Model
Equator RFI 1200 S
Rank #735 means 734 of the 1,000 refrigerator models we track cost less to run each year; the 38th efficiency percentile means it uses less energy for its size than 38% of those models.
What does the Equator RFI 1200 S cost to run per year?
At about $89 a year, the Equator RFI 1200 S costs more to run than most refrigerator models we track, rank #735 of 1,000. It uses 11% less energy than the U.S. federal standard model in its class, which would cost about $98/yr to run, a saving of roughly $9 a year. Efficiency-wise, once size is accounted for, it trails most of the class, ahead of only 38% of the models we track. This class has no published efficiency-factor figure beyond annual kWh itself, so at 11.5 cu ft (the class spans 1.2 to 31.7), size is the clearest lever we can point to for this model's running cost.

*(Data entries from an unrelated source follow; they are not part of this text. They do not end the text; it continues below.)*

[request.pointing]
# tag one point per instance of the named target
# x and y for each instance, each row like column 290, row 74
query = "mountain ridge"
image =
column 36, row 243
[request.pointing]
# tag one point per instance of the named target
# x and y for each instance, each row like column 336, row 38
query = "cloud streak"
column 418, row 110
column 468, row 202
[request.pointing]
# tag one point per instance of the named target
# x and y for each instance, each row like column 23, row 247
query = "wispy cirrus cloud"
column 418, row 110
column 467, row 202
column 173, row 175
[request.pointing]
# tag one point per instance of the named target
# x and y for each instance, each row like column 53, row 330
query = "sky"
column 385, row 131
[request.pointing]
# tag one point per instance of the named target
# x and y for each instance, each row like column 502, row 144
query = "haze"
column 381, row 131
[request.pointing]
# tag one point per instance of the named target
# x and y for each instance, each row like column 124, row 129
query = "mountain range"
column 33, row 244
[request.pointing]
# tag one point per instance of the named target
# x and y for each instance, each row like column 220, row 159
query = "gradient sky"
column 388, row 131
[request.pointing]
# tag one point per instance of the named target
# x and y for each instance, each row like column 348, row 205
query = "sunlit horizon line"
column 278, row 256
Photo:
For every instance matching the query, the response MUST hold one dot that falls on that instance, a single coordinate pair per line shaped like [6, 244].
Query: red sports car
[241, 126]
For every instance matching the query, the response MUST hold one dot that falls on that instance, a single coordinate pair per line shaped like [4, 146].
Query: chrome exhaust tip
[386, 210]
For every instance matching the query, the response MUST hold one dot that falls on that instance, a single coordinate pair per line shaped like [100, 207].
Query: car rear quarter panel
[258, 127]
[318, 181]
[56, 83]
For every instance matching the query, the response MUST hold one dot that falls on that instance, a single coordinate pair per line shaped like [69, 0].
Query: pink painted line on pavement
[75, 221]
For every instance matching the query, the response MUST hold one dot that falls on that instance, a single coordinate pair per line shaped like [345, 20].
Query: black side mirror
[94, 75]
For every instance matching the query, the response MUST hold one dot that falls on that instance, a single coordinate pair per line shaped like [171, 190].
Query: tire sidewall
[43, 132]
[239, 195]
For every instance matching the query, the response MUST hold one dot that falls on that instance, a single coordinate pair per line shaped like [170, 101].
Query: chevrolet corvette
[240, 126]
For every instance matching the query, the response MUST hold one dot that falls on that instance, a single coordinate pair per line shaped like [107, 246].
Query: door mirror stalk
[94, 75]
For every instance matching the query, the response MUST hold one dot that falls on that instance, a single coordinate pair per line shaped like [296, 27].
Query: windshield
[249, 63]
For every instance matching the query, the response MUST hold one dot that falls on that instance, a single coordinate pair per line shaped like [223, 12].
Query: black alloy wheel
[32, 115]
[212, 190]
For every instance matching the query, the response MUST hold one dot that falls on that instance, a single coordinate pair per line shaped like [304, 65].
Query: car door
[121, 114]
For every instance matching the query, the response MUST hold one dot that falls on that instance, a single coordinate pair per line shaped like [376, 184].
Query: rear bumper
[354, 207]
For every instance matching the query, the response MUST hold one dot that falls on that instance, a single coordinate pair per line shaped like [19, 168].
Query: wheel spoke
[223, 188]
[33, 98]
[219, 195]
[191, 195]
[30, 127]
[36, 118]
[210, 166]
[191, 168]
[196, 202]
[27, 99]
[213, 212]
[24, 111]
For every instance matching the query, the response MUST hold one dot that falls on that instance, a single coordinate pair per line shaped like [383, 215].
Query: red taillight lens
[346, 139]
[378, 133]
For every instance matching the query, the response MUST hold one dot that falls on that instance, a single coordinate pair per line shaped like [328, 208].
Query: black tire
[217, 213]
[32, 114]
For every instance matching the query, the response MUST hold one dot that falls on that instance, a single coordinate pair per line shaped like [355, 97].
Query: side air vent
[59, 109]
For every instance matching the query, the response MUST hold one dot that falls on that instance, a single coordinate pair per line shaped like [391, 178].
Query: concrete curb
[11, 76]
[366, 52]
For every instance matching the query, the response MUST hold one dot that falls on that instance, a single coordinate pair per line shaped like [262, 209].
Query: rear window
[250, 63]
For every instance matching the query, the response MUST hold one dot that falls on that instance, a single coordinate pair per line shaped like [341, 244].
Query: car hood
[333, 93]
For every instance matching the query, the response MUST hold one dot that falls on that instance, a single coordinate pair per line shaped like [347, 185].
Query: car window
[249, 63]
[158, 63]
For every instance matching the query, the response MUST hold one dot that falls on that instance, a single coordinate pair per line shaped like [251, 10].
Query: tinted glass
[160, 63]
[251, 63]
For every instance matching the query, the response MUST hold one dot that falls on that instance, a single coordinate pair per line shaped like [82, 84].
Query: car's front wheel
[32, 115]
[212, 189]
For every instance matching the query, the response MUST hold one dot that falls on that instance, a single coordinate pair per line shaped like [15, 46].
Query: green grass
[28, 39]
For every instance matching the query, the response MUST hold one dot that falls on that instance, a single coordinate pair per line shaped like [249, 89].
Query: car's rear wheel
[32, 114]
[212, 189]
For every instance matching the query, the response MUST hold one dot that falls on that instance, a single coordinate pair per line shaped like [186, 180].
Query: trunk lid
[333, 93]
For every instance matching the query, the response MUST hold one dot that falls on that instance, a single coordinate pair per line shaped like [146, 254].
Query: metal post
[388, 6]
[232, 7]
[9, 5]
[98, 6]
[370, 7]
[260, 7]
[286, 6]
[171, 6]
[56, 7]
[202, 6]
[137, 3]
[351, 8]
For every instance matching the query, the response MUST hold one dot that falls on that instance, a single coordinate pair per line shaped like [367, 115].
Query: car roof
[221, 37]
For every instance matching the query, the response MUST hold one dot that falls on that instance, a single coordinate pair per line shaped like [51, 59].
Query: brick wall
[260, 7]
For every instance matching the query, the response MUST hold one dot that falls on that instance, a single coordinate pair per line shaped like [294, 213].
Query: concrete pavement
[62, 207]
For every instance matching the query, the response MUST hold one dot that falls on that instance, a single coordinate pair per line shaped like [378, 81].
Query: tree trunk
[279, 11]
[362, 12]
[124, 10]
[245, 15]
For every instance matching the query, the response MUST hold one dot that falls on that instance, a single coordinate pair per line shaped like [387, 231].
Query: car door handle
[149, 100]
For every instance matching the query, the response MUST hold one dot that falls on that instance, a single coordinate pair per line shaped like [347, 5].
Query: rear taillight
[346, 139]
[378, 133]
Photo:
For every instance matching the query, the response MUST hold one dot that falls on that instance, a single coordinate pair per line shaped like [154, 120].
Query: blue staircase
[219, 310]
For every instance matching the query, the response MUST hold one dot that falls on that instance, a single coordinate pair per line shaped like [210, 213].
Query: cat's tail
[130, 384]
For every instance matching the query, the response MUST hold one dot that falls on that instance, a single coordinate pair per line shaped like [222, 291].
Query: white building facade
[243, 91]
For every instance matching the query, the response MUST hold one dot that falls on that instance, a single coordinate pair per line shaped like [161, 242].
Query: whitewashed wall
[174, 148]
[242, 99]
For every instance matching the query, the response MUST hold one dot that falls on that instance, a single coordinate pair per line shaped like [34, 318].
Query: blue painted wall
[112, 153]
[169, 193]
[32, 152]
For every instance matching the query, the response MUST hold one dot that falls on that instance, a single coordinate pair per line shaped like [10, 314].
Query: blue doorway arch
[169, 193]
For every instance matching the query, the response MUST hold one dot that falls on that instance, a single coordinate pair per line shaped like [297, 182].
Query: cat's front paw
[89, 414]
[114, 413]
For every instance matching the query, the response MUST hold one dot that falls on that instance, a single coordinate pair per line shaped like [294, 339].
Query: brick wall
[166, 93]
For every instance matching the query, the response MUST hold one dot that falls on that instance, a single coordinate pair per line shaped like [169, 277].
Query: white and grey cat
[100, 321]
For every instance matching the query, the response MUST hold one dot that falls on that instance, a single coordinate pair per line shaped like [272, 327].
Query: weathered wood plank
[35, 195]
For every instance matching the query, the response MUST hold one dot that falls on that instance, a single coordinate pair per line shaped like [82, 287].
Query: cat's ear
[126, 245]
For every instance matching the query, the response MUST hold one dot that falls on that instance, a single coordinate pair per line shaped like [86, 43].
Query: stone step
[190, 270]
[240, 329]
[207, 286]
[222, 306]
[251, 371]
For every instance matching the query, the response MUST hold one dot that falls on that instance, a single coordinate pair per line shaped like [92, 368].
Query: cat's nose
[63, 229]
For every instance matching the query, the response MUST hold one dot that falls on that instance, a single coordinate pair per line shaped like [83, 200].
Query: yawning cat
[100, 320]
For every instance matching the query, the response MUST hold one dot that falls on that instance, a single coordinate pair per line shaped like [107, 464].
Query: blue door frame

Immediately around it on the leaderboard, the Mora RT210N3A*EM at $89/yr runs a little cheaper and the Verona VEFBF2411RISL at $89/yr runs a little more, a sense of how tightly models are packed at this point in the ranking. A refrigerator typically stays in service for somewhere around 12 years; over that span, the Equator RFI 1200 S's $89/yr adds up to roughly $1068 in electricity alone, before purchase price or repairs.

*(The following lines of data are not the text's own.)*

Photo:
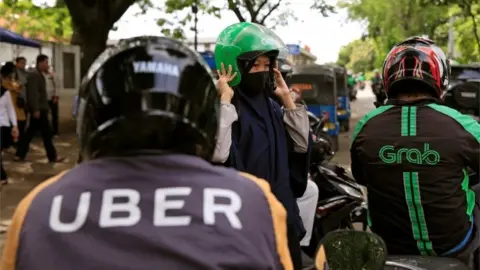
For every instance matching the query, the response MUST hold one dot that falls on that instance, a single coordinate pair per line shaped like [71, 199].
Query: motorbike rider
[146, 195]
[413, 154]
[256, 135]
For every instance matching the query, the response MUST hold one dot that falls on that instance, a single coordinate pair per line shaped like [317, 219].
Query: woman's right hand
[224, 77]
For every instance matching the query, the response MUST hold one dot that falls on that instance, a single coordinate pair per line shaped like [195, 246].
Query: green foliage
[265, 12]
[41, 22]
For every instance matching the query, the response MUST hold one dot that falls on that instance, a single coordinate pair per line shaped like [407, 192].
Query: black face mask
[256, 83]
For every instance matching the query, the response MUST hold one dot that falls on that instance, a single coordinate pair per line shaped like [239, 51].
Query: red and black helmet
[419, 59]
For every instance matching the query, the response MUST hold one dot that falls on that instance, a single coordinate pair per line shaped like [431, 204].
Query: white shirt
[7, 111]
[50, 84]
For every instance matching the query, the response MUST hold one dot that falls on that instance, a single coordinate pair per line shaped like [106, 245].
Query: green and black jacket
[413, 158]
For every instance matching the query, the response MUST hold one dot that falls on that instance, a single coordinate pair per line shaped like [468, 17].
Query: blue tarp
[7, 36]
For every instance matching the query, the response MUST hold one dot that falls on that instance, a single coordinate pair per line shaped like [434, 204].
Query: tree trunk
[92, 20]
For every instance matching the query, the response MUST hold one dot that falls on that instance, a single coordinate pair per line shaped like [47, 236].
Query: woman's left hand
[282, 88]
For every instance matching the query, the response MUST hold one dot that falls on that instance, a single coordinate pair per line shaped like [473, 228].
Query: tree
[277, 11]
[391, 21]
[265, 12]
[467, 11]
[92, 21]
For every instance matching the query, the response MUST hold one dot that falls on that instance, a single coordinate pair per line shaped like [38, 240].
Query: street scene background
[26, 175]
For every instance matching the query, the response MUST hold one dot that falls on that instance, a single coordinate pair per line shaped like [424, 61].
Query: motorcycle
[361, 85]
[341, 201]
[352, 93]
[341, 249]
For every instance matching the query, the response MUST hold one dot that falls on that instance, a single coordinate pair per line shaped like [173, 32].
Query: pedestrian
[20, 72]
[164, 206]
[256, 135]
[14, 84]
[37, 102]
[51, 80]
[8, 119]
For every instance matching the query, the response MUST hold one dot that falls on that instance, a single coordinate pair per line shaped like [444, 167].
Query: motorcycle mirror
[350, 250]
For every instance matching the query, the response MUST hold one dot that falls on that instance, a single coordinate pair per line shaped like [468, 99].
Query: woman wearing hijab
[256, 135]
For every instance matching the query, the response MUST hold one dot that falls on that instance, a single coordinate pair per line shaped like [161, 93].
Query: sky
[324, 36]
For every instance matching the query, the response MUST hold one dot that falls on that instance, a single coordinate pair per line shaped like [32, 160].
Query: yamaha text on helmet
[416, 59]
[148, 95]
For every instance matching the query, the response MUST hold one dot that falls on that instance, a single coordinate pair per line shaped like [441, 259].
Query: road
[26, 175]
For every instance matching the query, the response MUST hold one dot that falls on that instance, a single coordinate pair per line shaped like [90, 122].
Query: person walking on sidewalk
[51, 81]
[37, 102]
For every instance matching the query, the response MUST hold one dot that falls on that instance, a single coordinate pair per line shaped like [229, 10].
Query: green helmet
[246, 41]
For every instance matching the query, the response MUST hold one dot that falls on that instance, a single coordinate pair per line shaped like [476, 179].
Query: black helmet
[286, 69]
[148, 95]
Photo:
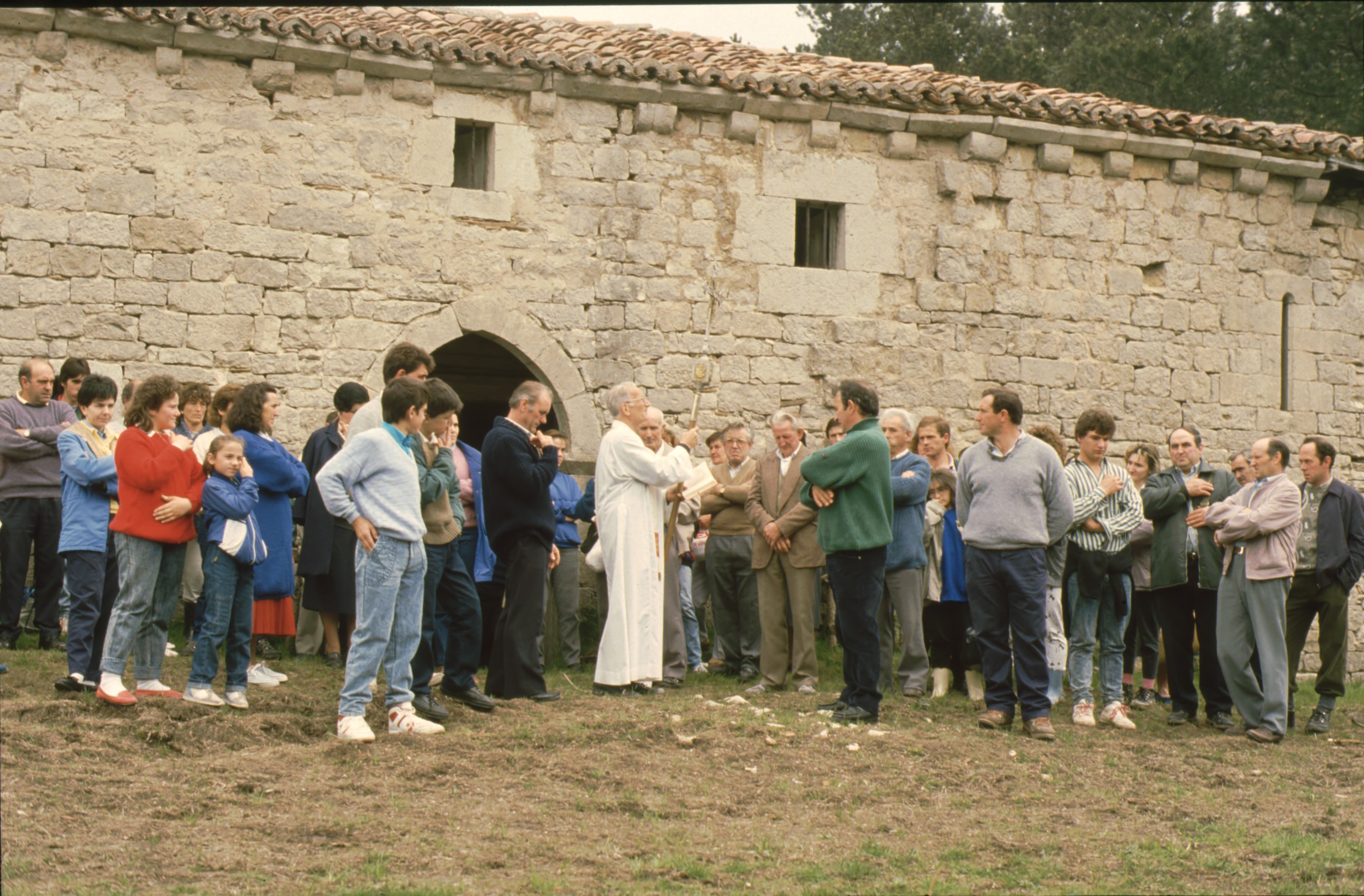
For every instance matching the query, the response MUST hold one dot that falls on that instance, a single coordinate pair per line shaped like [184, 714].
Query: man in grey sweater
[1011, 502]
[30, 502]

Also sold as: Verona VEFBF2411RISL.
By the numbers
The Equator RFI 1200 S normalized against its whole class, so each figure means something.

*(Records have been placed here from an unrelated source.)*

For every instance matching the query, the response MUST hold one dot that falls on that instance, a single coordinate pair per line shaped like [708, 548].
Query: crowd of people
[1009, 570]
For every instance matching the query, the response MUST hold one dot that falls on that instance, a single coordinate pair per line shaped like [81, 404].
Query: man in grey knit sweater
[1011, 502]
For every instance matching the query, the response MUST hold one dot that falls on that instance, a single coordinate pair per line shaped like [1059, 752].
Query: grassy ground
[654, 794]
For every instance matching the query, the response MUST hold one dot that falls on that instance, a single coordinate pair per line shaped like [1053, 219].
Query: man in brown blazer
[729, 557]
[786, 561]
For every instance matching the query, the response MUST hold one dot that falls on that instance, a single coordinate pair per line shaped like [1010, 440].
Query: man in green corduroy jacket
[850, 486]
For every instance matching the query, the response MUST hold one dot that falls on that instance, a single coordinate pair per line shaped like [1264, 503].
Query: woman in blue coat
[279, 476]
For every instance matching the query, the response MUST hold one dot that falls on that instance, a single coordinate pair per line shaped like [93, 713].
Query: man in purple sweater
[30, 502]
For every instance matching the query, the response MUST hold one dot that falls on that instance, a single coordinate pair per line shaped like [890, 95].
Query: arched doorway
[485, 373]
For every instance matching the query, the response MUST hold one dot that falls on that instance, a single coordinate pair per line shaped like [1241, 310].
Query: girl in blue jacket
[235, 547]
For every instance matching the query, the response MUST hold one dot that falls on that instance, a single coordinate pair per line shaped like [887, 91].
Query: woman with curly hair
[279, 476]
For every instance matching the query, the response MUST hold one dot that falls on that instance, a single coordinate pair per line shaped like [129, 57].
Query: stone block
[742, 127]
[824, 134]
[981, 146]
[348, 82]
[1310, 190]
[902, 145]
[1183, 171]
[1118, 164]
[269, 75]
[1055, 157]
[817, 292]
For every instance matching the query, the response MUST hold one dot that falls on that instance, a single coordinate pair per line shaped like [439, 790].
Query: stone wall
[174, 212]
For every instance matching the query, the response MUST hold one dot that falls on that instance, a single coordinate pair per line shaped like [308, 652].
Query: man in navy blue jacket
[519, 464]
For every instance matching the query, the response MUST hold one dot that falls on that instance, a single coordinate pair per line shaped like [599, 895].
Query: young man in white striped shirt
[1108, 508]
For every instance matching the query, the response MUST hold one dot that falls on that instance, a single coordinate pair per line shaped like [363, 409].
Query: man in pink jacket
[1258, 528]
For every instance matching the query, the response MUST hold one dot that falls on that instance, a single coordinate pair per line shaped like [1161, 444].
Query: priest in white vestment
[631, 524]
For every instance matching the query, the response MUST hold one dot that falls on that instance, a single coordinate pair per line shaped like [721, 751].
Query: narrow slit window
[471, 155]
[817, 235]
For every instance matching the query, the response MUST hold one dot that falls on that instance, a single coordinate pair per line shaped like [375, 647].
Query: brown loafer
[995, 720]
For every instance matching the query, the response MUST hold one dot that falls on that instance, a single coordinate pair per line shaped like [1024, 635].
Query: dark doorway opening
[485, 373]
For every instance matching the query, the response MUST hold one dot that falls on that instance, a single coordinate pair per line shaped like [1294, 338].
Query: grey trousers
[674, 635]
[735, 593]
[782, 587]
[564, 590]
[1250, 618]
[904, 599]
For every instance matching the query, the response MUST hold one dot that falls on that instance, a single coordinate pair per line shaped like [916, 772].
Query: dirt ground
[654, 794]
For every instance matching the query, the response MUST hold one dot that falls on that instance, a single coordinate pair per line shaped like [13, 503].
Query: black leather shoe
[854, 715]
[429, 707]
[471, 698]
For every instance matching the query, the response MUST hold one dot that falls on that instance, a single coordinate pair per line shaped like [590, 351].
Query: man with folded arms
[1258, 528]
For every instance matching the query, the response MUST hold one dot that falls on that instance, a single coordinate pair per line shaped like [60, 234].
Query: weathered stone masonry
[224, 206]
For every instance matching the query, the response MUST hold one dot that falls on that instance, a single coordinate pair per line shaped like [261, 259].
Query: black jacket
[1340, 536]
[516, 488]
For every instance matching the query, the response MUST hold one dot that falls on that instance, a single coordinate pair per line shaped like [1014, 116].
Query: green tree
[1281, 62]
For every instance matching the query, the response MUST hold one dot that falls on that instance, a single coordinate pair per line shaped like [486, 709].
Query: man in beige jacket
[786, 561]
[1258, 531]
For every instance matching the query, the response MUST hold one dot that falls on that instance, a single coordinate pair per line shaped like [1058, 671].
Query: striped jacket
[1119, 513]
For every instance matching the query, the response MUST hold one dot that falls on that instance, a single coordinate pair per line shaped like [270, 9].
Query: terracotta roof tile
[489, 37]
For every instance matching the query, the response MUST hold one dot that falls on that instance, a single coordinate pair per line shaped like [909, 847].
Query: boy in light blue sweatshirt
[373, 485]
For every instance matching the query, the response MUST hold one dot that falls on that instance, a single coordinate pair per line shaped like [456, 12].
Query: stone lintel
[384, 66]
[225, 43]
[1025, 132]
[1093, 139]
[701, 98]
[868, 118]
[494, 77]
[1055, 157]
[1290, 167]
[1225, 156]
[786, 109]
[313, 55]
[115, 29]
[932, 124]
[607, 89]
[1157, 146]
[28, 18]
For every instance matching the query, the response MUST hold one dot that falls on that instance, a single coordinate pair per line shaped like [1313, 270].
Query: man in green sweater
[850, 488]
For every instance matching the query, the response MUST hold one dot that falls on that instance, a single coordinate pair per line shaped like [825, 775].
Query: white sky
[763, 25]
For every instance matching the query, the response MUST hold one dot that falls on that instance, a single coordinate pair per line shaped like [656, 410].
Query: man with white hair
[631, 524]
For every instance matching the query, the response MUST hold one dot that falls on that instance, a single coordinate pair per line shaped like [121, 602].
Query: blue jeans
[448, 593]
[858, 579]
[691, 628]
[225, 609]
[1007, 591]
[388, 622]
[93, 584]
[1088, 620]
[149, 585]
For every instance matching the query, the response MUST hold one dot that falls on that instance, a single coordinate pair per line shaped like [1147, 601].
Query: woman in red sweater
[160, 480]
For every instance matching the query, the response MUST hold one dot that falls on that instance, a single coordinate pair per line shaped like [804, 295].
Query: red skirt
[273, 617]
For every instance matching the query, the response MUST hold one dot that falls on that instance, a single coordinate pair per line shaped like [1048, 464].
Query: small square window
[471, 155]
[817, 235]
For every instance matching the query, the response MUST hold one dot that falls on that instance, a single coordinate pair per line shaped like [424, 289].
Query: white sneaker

What it costs you over time
Running cost is an every-year number, so it compounds. At $89/yr, here is what the Equator RFI 1200 S adds up to before purchase price, water, or repairs enter the math.
Left running for a decade at today's US average rate, the Equator RFI 1200 S costs about $890. That is roughly $90 less than a standard model in its class, which would run closer to $980 over the same ten years.
How the Equator RFI 1200 S compares
The refrigerator class we track runs from $8 to $149 a year. At $89/yr, it runs about $25 a year above the class median of $64, and it is about $81 a year more than the cheapest refrigerator to run at $8. Against the US federal standard model for its class at about $98/yr, the Equator RFI 1200 S uses 11% less energy.
What drives its running cost
At 11.5 cu ft, the Equator RFI 1200 S is a mid-size refrigerator for its class, which spans 1.2 to 31.7 cu ft with a median of 12.6 cu ft, neither the size advantage of a small unit nor the size penalty of a large one applies here, so its running cost is a fairer test of efficiency alone.
- Interior volume. More cubic feet of cold air to maintain generally means a bigger compressor and a higher running-cost figure, even among efficient models.
- Counter depth vs standard depth. Standard-depth models generally offer more interior volume per unit of width than counter-depth models, a tradeoff between built-in looks and cubic feet.
- Compressor technology. How a compressor cycles, full on/off versus a variable-speed inverter design, is one of the biggest hidden differences behind two fridges with similar cubic feet but different running costs.
- Placement and ventilation. Ventilation clearance around the back and top matters more than most owners expect; a fridge starved of airflow runs its compressor longer to hold the same temperature.
Common questions
Is the Equator RFI 1200 S cheap to run?
Its $89/yr running cost, rank #735 of 1,000, is above what most refrigerator models we track cost to run, so this is not one of the cheaper picks on electricity alone.
How much does the Equator RFI 1200 S cost per month?
About $7.42 a month, which is the $89 annual estimate spread across twelve months at the US average rate of $0.1856/kWh. Your own bill scales with your local electricity rate and how heavily you use it.
How is this running-cost figure calculated?
The formula is annual kWh times price per kWh: 480 kWh from ENERGY STAR times the US average of $0.1856/kWh comes to about $89 a year. It covers electricity only, not the purchase price, water, or installation.
How efficient is the Equator RFI 1200 S for its size?
38th percentile once size is factored in. That means its size-adjusted efficiency is not the main reason for the running-cost figure above; its capacity plays a large role too.
Cheaper to run in the same class
| Rank | Model | Cost/yr |
|---|---|---|
| 734 | Mora RT210N3A*EM21.2 cu ft | $89 |
| 733 | Stovv F20HF01SW19.7 cu ft | $88 |
| 732 | Black Decker BR2010JIMW20.1 cu ft | $88 |
| 731 | Beko BBBF3019WE16.4 cu ft | $88 |
| 730 | Marvel MPRI*24-SS*1A4.9 cu ft | $87 |
Source
ES_1145610_RFI 1200 S_09252024171214_1709558View certified refrigerator listingsENERGY STAR data as of July 2026Equator and RFI 1200 S are used here for identification only and are not endorsements. Figures are computed by WattWise Labs from public ENERGY STAR data, not measured in our own lab.